Author : Mark Stille
Publisher : Bloomsbury Publishing
Page : 107 pages
File Size : 49,22 MB
Release : 2014-04-20
Category : History
ISBN : 1782006311
Designed and produced under the regulations of the Washington Naval Treaty, the heavy cruisers of the Pensacola, Northampton, Portland, New Orleans and Wichita classes were exercises in compromise. While they possessed very heavy armament – the Pensacolas, for example, carrying a main battery of ten 8” guns – this came at the cost of protection – armor was the same thickness as a gun cruiser, and incapable of protecting the vessels from enemy 8” fire. As the classes evolved, these flaws began to be corrected, with the main battery being reduced, and increased protection being added to the vital areas of the ship. Despite these drawbacks, the pre-war heavy cruiser classes served with distinction throughout World War II.
Author : Chris Bishop
Publisher : Pocket Landscape
Page : 320 pages
File Size : 14,25 MB
Release : 2020-09
Category : History
ISBN : 9781782745518
Ancient galleys, Viking longships, medieval cogs, galleasses, galleons, men-of-war sailing ships, coastal gunboats, iron-clad steam boats, dreadnoughts, aircraft carriers and nuclear submarines
Author : Richard Michael Gramly
Publisher :
Page : 190 pages
File Size : 42,19 MB
Release : 1982
Category : Social Science
ISBN :
Author : Peter Newall
Publisher :
Page : 304 pages
File Size : 21,23 MB
Release : 2012
Category : Merchant ships
ISBN : 9781901703245
Author : Timothy D. Walker
Publisher :
Page : 248 pages
File Size : 42,29 MB
Release : 2021-04-30
Category :
ISBN : 9781625345936
In 1858, Mary Millburn successfully made her escape from Norfolk, Virginia, to Philadelphia aboard an express steamship. Millburn's maritime route to freedom was far from uncommon. By the mid-nineteenth century an increasing number of enslaved people had fled northward along the Atlantic seaboard. While scholarship on the Underground Railroad has focused almost exclusively on overland escape routes from the antebellum South, this groundbreaking volume expands our understanding of how freedom was achieved by sea and what the journey looked like for many African Americans. With innovative scholarship and thorough research, Sailing to Freedom highlights little-known stories and describes the less-understood maritime side of the Underground Railroad, including the impact of African Americans' paid and unpaid waterfront labor.

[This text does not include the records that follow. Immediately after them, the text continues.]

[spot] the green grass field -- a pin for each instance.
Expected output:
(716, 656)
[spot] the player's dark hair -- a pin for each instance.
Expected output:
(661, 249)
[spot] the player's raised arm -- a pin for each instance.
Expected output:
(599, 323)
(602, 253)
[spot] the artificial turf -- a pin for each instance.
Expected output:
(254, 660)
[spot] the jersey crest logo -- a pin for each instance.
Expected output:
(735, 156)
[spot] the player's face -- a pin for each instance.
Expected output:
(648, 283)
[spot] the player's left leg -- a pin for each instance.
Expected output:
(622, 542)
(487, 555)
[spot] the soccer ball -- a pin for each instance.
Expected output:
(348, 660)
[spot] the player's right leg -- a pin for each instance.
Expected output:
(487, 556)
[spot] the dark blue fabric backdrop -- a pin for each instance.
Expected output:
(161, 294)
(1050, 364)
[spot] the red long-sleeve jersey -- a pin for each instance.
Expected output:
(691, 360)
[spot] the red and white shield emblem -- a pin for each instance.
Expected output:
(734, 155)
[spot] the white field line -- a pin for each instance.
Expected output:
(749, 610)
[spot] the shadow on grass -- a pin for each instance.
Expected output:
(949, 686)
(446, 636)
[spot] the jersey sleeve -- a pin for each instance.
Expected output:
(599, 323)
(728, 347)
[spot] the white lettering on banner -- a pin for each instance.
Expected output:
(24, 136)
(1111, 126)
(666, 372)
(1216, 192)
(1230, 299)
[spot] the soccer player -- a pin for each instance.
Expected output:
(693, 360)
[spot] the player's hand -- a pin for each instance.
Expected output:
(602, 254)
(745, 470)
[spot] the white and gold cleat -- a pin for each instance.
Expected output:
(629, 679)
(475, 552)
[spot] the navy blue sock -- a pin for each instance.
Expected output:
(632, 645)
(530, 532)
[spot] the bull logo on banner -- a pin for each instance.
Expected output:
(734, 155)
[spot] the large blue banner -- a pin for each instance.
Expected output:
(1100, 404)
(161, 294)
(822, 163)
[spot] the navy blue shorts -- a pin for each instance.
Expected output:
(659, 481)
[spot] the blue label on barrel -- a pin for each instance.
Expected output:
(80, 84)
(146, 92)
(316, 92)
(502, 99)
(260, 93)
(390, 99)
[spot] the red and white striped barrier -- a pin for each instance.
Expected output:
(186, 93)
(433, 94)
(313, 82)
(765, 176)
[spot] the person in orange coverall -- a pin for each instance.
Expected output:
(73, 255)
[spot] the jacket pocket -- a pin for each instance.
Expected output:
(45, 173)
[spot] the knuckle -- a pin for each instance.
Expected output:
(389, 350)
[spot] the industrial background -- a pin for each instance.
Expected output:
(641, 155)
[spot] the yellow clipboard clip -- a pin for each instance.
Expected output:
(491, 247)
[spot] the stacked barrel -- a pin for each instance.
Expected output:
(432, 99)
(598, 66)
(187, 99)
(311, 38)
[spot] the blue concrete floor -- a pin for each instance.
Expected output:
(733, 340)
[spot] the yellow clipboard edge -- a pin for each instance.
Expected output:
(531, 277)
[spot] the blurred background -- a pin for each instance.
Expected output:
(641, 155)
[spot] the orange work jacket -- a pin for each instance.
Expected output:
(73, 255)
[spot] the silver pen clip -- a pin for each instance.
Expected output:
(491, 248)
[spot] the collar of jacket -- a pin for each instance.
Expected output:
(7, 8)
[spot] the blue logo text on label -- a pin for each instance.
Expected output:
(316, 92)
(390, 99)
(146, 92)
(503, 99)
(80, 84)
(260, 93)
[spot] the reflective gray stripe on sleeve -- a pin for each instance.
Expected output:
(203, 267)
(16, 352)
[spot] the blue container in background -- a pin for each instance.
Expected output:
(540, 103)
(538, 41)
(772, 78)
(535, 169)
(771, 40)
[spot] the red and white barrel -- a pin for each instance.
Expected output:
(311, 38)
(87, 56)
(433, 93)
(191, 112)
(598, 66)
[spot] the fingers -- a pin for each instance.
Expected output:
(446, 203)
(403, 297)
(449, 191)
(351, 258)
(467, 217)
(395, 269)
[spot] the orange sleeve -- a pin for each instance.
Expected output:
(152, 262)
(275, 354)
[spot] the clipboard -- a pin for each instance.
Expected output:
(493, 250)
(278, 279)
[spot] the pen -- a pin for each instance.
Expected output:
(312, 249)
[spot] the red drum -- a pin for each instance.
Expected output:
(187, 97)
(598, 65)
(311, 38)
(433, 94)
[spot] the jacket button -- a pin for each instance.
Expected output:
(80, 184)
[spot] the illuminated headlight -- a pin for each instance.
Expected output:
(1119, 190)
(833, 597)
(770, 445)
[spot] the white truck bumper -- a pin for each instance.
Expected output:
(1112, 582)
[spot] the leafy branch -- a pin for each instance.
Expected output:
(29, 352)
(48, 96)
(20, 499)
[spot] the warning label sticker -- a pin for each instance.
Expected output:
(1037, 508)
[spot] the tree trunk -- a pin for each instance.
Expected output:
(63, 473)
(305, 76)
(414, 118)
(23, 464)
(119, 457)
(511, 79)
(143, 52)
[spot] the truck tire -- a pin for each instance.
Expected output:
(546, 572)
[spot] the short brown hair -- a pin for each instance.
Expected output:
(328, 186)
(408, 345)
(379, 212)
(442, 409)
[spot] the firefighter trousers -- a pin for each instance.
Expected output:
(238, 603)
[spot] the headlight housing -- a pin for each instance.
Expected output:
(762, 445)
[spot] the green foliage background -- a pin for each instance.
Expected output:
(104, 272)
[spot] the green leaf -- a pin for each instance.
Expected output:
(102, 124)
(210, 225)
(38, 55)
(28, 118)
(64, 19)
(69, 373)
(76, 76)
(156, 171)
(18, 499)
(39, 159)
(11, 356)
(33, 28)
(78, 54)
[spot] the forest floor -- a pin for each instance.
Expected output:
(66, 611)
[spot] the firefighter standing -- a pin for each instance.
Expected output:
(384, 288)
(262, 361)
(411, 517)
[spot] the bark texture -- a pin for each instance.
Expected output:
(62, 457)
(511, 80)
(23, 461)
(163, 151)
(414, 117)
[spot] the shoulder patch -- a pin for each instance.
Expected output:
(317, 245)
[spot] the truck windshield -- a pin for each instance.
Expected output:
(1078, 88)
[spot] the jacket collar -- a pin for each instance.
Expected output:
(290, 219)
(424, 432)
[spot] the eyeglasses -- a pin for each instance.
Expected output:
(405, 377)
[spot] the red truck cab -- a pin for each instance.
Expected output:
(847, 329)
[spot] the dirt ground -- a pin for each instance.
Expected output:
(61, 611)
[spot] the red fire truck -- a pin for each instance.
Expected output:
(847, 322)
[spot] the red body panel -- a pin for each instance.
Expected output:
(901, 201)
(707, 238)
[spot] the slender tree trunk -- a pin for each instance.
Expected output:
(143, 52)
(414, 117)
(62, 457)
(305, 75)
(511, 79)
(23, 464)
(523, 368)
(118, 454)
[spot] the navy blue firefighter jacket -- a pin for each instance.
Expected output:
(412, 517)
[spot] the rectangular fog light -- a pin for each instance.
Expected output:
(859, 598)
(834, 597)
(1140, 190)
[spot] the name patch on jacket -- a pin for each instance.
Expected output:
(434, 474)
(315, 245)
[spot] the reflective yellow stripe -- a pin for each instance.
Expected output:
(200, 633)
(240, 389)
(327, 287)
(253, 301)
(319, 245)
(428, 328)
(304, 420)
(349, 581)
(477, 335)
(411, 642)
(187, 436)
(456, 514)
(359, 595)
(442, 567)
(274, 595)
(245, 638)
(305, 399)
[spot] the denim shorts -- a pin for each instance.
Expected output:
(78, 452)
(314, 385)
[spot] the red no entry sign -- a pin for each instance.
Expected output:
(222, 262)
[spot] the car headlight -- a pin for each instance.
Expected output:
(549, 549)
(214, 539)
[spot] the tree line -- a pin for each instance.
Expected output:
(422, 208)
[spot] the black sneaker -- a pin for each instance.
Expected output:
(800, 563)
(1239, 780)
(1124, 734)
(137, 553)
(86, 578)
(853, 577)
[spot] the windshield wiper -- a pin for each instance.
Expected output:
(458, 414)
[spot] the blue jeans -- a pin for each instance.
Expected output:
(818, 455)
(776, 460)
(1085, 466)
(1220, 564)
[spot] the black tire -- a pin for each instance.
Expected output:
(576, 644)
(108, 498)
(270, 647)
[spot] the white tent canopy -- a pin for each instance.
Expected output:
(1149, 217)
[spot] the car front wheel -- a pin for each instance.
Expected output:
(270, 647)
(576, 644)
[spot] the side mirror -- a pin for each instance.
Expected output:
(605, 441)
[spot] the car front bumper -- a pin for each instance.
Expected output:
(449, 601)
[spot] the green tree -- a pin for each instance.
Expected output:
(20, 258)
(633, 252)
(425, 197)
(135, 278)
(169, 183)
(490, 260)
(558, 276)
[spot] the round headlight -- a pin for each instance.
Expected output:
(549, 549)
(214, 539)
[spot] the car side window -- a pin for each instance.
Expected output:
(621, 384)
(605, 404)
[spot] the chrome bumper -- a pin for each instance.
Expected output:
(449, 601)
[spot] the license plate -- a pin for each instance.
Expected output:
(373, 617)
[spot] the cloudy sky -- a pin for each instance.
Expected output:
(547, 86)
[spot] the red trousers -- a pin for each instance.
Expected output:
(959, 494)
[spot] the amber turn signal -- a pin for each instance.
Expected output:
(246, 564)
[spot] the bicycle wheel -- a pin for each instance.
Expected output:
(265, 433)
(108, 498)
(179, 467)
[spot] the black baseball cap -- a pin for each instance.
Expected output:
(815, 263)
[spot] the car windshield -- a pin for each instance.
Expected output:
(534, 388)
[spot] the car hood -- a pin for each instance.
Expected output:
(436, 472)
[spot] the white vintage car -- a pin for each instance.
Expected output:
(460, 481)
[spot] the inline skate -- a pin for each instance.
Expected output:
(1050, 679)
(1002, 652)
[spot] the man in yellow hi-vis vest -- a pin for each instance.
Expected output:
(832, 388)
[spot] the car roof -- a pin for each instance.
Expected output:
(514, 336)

These ten essays reconsider and contextualize how escapes were managed along the East Coast, moving from the Carolinas, Virginia, and Maryland to safe harbor in northern cities such as Philadelphia, New York, New Bedford, and Boston. In addition to the volume editor, contributors include David S. Cecelski, Elysa Engelman, Kathryn Grover, Megan Jeffreys, Cheryl Janifer LaRoche, Mirelle Luecke, Cassandra Newby-Alexander, Michael D. Thompson, and Len Travers.